7 Data Platform Misconceptions 

There is a lot of confusion around how best for marketers to leverage their first-party data, especially when it comes to technology. In a recent study conducted by Merkle and MarTech reports that 44% of marketers place themselves at a “basic” level of audience management maturity, in spite of having invested in multiple tools to manage their data. So it seems a primer is in order to help differentiate data technologies and clear up some common misconceptions.

It might be helpful to begin by defining the various types of data categories:

First-party data: This is the most valuable type of data because first-party data is the information you yourself have collected through a direct relationship with your audience. It includes behaviors, actions or interests collected on your website or app. It can also include non-online information such as completed surveys, customer feedback, and other customer information stored in your CRM database.

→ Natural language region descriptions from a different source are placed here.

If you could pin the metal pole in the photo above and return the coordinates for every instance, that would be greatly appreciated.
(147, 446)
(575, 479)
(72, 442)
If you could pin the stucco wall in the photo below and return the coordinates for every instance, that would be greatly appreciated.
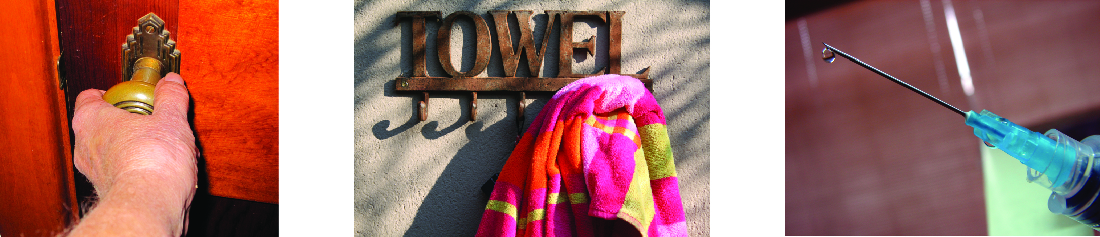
(424, 178)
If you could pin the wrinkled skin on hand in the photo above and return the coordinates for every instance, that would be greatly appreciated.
(116, 149)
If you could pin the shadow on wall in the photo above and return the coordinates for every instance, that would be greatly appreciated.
(454, 203)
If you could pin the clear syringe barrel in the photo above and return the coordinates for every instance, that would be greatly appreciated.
(1054, 160)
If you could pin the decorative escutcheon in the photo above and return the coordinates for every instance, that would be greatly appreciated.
(147, 56)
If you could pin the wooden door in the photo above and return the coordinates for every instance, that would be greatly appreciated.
(230, 62)
(36, 195)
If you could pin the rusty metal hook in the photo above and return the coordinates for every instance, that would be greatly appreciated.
(473, 107)
(424, 107)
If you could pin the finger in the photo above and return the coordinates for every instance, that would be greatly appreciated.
(172, 98)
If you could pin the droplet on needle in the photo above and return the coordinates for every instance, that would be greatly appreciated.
(827, 55)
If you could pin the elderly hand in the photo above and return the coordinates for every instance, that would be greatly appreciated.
(143, 168)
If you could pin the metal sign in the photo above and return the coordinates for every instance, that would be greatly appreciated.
(468, 81)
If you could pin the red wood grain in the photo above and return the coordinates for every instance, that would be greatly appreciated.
(36, 195)
(230, 61)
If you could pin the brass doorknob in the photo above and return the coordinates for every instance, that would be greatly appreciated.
(147, 55)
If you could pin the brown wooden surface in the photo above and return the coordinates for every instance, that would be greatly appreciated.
(36, 194)
(867, 157)
(230, 61)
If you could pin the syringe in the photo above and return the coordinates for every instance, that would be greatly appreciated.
(1054, 160)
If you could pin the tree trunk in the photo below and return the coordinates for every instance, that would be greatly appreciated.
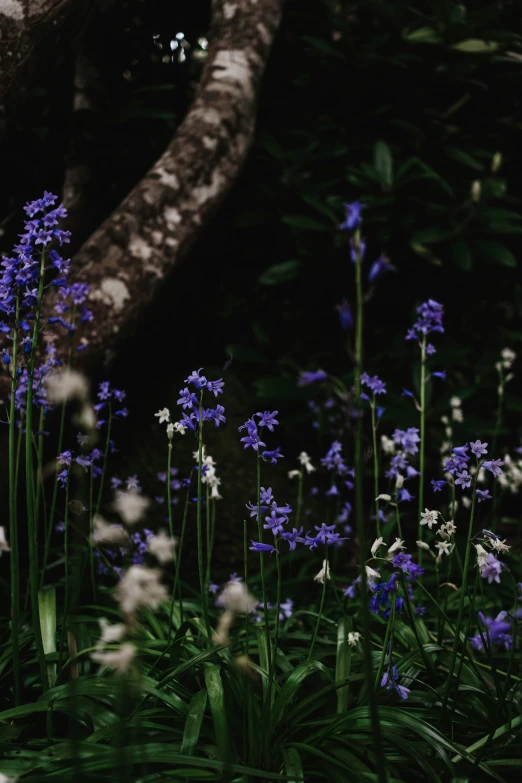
(128, 257)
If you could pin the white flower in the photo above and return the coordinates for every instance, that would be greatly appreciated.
(398, 544)
(236, 598)
(66, 385)
(499, 545)
(448, 529)
(162, 547)
(109, 534)
(443, 548)
(481, 555)
(163, 415)
(111, 633)
(429, 518)
(376, 544)
(323, 573)
(387, 445)
(4, 546)
(121, 658)
(131, 506)
(508, 357)
(221, 634)
(140, 586)
(304, 459)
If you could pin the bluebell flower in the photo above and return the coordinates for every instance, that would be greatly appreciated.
(493, 466)
(267, 419)
(258, 547)
(353, 216)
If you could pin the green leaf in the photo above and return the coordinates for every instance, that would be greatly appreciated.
(343, 663)
(476, 46)
(495, 251)
(306, 223)
(383, 162)
(422, 35)
(280, 273)
(216, 698)
(460, 254)
(293, 767)
(193, 723)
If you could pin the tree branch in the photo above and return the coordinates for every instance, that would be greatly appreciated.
(128, 257)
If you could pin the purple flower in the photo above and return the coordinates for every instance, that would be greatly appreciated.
(187, 399)
(491, 568)
(199, 381)
(216, 387)
(478, 448)
(267, 419)
(258, 547)
(293, 538)
(307, 378)
(375, 385)
(353, 216)
(493, 466)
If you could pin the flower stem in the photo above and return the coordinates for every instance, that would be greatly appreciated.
(29, 482)
(13, 522)
(321, 606)
(199, 526)
(463, 591)
(359, 515)
(375, 470)
(422, 439)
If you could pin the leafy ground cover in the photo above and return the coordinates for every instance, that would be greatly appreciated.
(370, 630)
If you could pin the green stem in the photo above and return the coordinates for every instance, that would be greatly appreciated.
(463, 592)
(321, 606)
(199, 526)
(13, 522)
(262, 562)
(105, 458)
(375, 470)
(359, 515)
(422, 440)
(29, 482)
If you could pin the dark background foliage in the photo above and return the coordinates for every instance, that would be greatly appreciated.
(403, 106)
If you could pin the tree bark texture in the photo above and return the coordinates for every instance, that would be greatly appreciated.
(128, 257)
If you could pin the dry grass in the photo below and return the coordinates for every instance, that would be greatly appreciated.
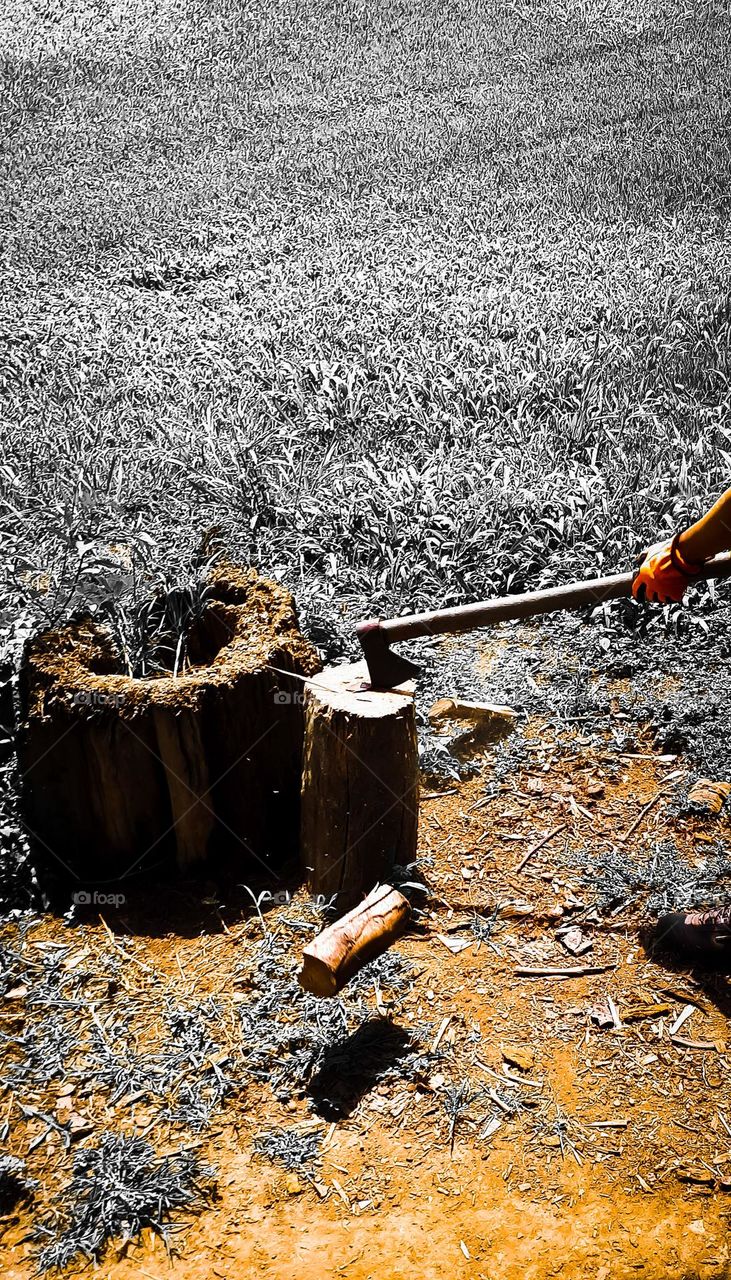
(412, 304)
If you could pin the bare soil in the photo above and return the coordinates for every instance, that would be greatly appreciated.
(592, 1136)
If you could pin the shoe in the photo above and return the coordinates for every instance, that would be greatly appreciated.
(697, 933)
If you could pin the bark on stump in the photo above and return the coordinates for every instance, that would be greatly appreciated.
(360, 784)
(122, 773)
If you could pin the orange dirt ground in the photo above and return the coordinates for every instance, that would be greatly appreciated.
(618, 1165)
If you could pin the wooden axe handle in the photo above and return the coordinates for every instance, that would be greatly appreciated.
(343, 947)
(465, 617)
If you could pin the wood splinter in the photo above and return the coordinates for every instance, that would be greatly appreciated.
(342, 949)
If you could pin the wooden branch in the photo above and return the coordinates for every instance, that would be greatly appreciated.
(343, 947)
(360, 784)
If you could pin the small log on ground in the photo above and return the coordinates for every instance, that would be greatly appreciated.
(360, 784)
(123, 773)
(342, 949)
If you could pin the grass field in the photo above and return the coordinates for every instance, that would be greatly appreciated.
(405, 304)
(415, 302)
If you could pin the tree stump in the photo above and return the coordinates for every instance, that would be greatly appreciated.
(122, 773)
(360, 784)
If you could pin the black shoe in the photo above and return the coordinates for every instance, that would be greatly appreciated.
(697, 933)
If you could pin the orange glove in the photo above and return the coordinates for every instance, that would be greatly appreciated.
(663, 574)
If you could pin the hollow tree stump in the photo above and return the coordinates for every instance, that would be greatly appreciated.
(360, 784)
(123, 773)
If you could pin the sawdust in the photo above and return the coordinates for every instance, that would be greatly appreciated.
(583, 1171)
(251, 622)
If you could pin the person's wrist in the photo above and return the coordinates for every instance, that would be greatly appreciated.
(681, 558)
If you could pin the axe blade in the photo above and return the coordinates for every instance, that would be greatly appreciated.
(385, 668)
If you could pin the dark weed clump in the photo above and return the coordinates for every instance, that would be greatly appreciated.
(663, 881)
(182, 1073)
(119, 1188)
(16, 1187)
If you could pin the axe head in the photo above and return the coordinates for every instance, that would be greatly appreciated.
(385, 668)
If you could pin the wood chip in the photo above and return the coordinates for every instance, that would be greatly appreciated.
(453, 945)
(575, 942)
(519, 1056)
(552, 972)
(716, 1046)
(538, 845)
(441, 1032)
(634, 1013)
(709, 795)
(681, 1018)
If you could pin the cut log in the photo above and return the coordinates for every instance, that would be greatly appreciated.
(360, 784)
(343, 947)
(123, 773)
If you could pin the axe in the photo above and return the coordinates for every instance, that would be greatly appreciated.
(387, 668)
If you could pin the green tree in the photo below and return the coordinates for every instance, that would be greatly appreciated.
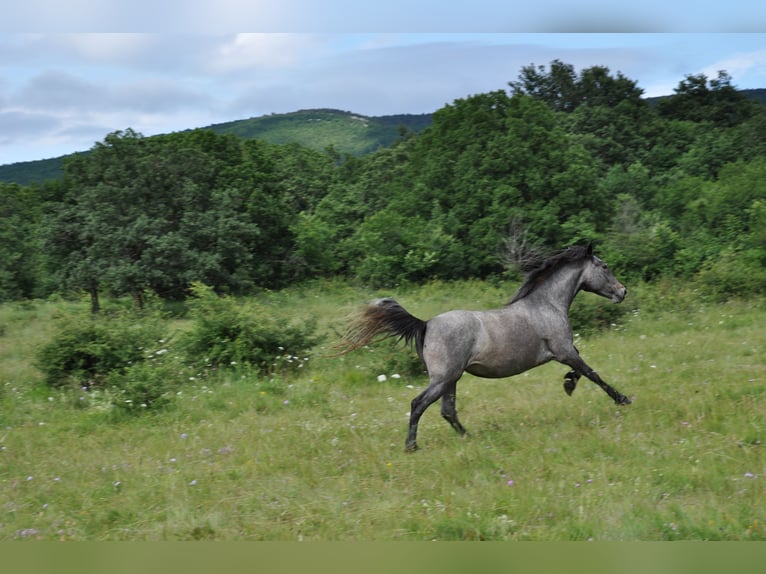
(20, 212)
(700, 99)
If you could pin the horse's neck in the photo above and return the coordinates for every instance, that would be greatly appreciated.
(560, 288)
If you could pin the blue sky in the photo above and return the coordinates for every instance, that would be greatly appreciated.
(65, 83)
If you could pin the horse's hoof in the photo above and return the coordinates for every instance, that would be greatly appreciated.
(623, 400)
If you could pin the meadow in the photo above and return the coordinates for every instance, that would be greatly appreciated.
(317, 453)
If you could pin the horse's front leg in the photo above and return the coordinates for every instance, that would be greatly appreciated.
(580, 367)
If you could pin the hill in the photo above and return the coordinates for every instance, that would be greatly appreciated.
(346, 132)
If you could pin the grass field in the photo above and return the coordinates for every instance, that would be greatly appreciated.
(319, 454)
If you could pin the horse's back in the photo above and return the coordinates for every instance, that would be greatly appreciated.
(491, 344)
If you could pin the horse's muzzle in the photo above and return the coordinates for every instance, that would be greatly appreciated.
(619, 293)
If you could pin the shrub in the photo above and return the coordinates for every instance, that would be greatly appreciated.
(147, 385)
(589, 314)
(85, 350)
(227, 333)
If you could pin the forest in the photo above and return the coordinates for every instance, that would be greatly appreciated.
(669, 190)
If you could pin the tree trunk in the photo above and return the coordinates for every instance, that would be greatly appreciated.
(95, 304)
(138, 299)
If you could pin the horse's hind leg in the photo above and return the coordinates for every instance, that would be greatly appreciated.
(570, 381)
(449, 413)
(435, 390)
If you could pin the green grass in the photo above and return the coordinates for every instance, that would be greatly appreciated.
(319, 454)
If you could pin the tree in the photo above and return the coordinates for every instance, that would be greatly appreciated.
(20, 210)
(700, 99)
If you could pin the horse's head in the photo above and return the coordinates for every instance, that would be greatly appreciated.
(598, 278)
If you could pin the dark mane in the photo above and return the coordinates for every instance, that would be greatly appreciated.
(536, 276)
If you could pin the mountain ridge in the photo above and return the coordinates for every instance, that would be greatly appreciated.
(320, 128)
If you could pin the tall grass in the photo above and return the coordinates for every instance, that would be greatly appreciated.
(318, 454)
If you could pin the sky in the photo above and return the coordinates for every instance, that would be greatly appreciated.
(66, 81)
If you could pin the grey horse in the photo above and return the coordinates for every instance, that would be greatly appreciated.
(532, 329)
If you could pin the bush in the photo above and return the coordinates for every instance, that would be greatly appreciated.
(227, 333)
(590, 313)
(734, 273)
(85, 351)
(149, 384)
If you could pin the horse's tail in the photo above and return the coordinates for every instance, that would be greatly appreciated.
(383, 317)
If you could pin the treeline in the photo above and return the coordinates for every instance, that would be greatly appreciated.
(676, 190)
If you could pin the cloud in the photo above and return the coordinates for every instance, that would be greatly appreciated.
(740, 65)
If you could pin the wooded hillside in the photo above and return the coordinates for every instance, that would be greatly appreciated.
(676, 190)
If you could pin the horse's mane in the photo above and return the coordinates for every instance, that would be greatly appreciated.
(536, 276)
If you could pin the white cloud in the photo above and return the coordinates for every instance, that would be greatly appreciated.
(270, 51)
(740, 65)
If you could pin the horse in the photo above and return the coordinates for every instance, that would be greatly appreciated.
(530, 330)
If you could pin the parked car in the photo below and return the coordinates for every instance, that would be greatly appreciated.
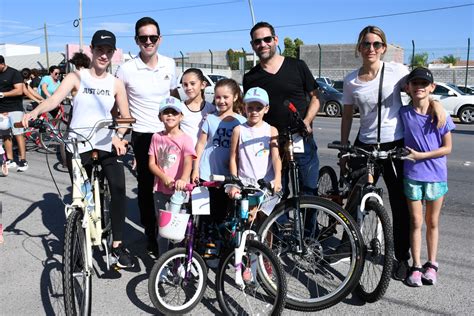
(455, 102)
(208, 91)
(330, 99)
(338, 85)
(466, 90)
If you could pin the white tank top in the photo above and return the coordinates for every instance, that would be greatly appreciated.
(93, 102)
(254, 154)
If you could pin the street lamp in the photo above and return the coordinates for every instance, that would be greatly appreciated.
(253, 23)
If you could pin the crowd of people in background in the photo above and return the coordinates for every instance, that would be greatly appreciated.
(177, 142)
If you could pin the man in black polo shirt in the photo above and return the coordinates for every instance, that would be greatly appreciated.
(11, 102)
(286, 78)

Second-party data: Data collected by a partner, often referred to as publisher data. It comes from a source other than your own audience. It could include data from many of the same sources first party data comes from, such as website and app behaviors, social media, and customer surveys.

Third-party data: Third-party data is usually provided by companies, also known as data aggregators, that are not the original collectors. This includes data aggregators that pull it from various other platforms and websites where it was generated. These aggregators pay publishers and other data owners for their first-party data.

Misconception 1: A CRM is all a marketer needs.

CRMs are designed primarily as sales tools, while Customer Data Platforms (CDPs) are built with marketers in mind. By automatically centralizing data from your website, email system, point of sale, and more, you get a full picture of your users throughout the entire multi-touch buying journey. Even better, you can then use behavioral data to optimize campaign performance

The goal of a CDP is to manage and understand all customer data to make high-level business decisions. CDPs do this by gathering data from every customer touchpoint – everything from ads to website traffic, to points of transaction, to in-product user behavior – in one place. This data is then used to produce a single view of the customer through a process called identity resolution or authentication. Marketers can use this unified view of the customer to understand which tactics are effective or to personalize things like drip email campaign messaging. Sales can also leverage CDP data to run highly personalized account-based selling. Read More: CRM vs CDP

Misconception 2: CDPs, Data Warehouses, and Data Lakes do the same thing.

Data lakes and data warehouses are both widely used for storing big data, but they are not interchangeable terms. A data lake is comprised of raw data, the purpose for which is not yet defined. A data warehouse is a repository for structured, filtered data that has already been processed for a specific purpose.

Data Warehouse: A data warehouse is an environment that pulls together data from different sources for reporting and analysis purposes. The reports are often used to make business decisions. A data warehouse stores processed and refined data according to the business logic. This means that you need to prepare the data by cleansing, transforming, and aggregating it before using it for analytical purposes. 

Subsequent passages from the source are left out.